Baca berita dengan sedikit iklan, klik di sini
MENJELANG tengah malam, Ketua Umum Partai Golkar yang baru, Aburizal Bakrie, muncul di kantor Bravo Media Center, Jalan Teuku Umar 51, Jakarta Pusat. Ia diapit Sekretaris Jenderal Idrus Marham dan Rizal Mallarangeng.
Kamis malam pekan lalu itu, Ical menghadiri acara penandatanganan kontrak politik partai koalisi pendukung Susilo Bambang Yudhoyono-Boediono. Golkar, yang sebelumnya mengusung pasangan Jusuf Kalla-Wiranto, kini bergabung dengan barisan koalisi.

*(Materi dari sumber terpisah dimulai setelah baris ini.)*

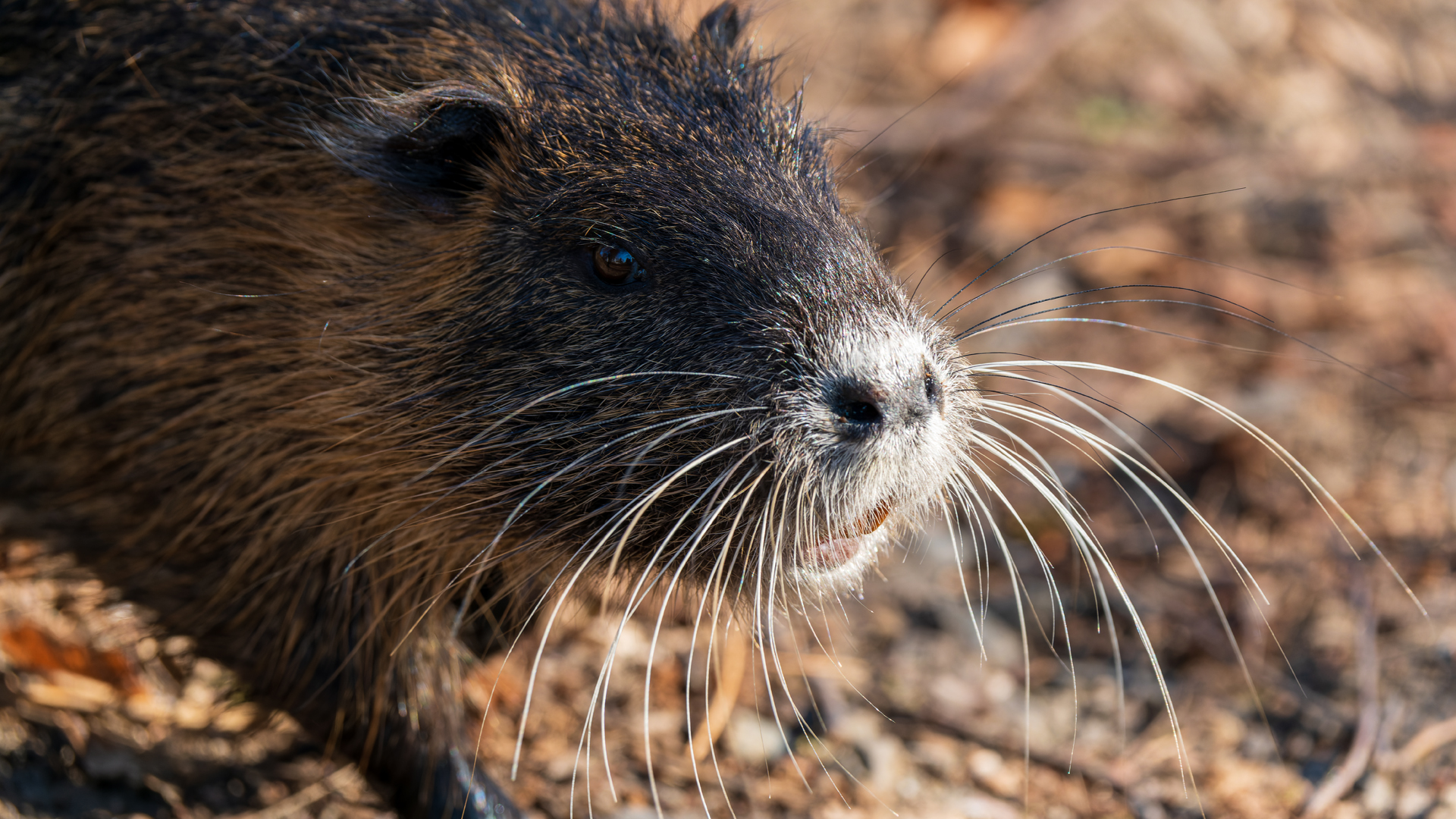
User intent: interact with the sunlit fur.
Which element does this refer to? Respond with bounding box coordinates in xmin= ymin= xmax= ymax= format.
xmin=0 ymin=0 xmax=1409 ymax=813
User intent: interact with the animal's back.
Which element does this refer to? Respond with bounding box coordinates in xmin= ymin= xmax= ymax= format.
xmin=0 ymin=2 xmax=973 ymax=814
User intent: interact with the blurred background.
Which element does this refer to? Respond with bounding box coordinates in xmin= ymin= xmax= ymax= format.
xmin=0 ymin=0 xmax=1456 ymax=819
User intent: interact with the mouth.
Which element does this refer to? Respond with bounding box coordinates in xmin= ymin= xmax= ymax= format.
xmin=798 ymin=500 xmax=896 ymax=582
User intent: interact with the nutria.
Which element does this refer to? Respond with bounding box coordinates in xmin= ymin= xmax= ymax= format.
xmin=0 ymin=0 xmax=1409 ymax=817
xmin=0 ymin=0 xmax=977 ymax=816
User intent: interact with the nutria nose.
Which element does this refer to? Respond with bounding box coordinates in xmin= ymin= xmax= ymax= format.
xmin=830 ymin=361 xmax=940 ymax=435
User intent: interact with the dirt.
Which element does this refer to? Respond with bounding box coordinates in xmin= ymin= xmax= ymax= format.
xmin=0 ymin=0 xmax=1456 ymax=819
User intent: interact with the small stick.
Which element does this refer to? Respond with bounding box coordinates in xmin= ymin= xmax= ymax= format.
xmin=692 ymin=620 xmax=748 ymax=762
xmin=1301 ymin=570 xmax=1380 ymax=819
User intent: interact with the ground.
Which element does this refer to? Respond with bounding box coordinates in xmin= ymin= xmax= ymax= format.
xmin=0 ymin=0 xmax=1456 ymax=819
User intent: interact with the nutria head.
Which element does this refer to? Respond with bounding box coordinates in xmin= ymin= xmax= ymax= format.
xmin=318 ymin=8 xmax=974 ymax=609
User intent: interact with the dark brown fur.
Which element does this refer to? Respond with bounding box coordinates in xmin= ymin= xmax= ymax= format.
xmin=0 ymin=0 xmax=970 ymax=811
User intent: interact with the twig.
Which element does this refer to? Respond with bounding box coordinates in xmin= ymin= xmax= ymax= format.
xmin=228 ymin=765 xmax=354 ymax=819
xmin=692 ymin=621 xmax=748 ymax=762
xmin=1301 ymin=570 xmax=1380 ymax=819
xmin=833 ymin=0 xmax=1124 ymax=153
xmin=1389 ymin=717 xmax=1456 ymax=771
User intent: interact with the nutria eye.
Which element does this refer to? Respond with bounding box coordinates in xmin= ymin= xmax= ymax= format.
xmin=592 ymin=245 xmax=646 ymax=284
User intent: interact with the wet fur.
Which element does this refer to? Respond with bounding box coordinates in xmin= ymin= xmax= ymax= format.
xmin=0 ymin=0 xmax=974 ymax=811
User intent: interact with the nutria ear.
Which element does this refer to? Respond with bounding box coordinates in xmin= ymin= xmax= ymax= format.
xmin=698 ymin=2 xmax=742 ymax=51
xmin=326 ymin=83 xmax=513 ymax=215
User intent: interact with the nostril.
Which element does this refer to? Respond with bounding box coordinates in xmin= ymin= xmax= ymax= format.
xmin=839 ymin=400 xmax=883 ymax=424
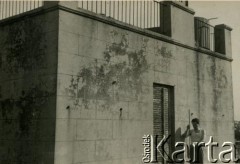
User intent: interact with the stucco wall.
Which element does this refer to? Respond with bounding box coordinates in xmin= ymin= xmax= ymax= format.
xmin=0 ymin=11 xmax=58 ymax=164
xmin=55 ymin=11 xmax=233 ymax=164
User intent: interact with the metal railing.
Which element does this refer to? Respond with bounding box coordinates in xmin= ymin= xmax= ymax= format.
xmin=194 ymin=18 xmax=215 ymax=51
xmin=235 ymin=141 xmax=240 ymax=163
xmin=0 ymin=0 xmax=43 ymax=20
xmin=79 ymin=0 xmax=160 ymax=28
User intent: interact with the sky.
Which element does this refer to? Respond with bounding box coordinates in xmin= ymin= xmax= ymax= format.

Inilah pertama kalinya Rizal Mallarangeng muncul dalam acara resmi dengan jabatan barunya, Ketua Bidang Pemikiran dan Kajian Kebijakan Dewan Pengurus Pusat Partai Golkar. Ia bertengger di posisi itu setelah Ical menang dalam pemilihan ketua umum Partai Beringin tersebut dalam Musyawarah Nasional VIII Golkar di Pekanbaru, Riau.
Tak ada kader Golkar yang menyangka nama Rizal akan masuk susunan pengurus pusat. Apalagi tata tertib partai mengharuskan ketua bidang menjadi anggota paling tidak lima tahun. Namun, dalam musyawarah nasional, ketentuan itu berubah.
Perubahan itu muncul dalam bentuk ayat yang membolehkan sepuluh persen pengurus pusat bukan orang yang sudah menjadi anggota partai selama lima tahun. Ayat itu disetujui keempat calon ketua umum.
Perubahan tata tertib itu dipakai memasukkan Rizal Mallarangeng yang bukan anggota partai, dan Fuad Hasan Mansyhur, yang sebelumnya Wakil Ketua Umum Partai Patriot, menjadi Ketua Bidang Informasi dan Penggalangan Opini. Kritik pun menghujani Ical, yang dinilai merusak kaderisasi partai.
Anggota tim formatur pengurus pusat partai, Ridwan Bae, membela orang yang dipilihnya dalam rapat selama tujuh jam tersebut. Ia berkeras, penunjukan Rizal dan Fuad tak menyalahi aturan partai. ”Golkar itu partai terbuka, dan mereka dibutuhkan demi kemajuan partai,” katanya.
Menurut Ridwan, Rizal berpengalaman sebagai pemoles citra partai, sementara Fuad jago melobi dan punya massa cukup besar. Namun sumber Tempo mengatakan, pemilihan Rizal lebih karena kedekatan, sedangkan Fuad punya kontribusi besar sebagai anggota tim sukses, dan punya kedekatan dengan ormas Pemuda Pancasila.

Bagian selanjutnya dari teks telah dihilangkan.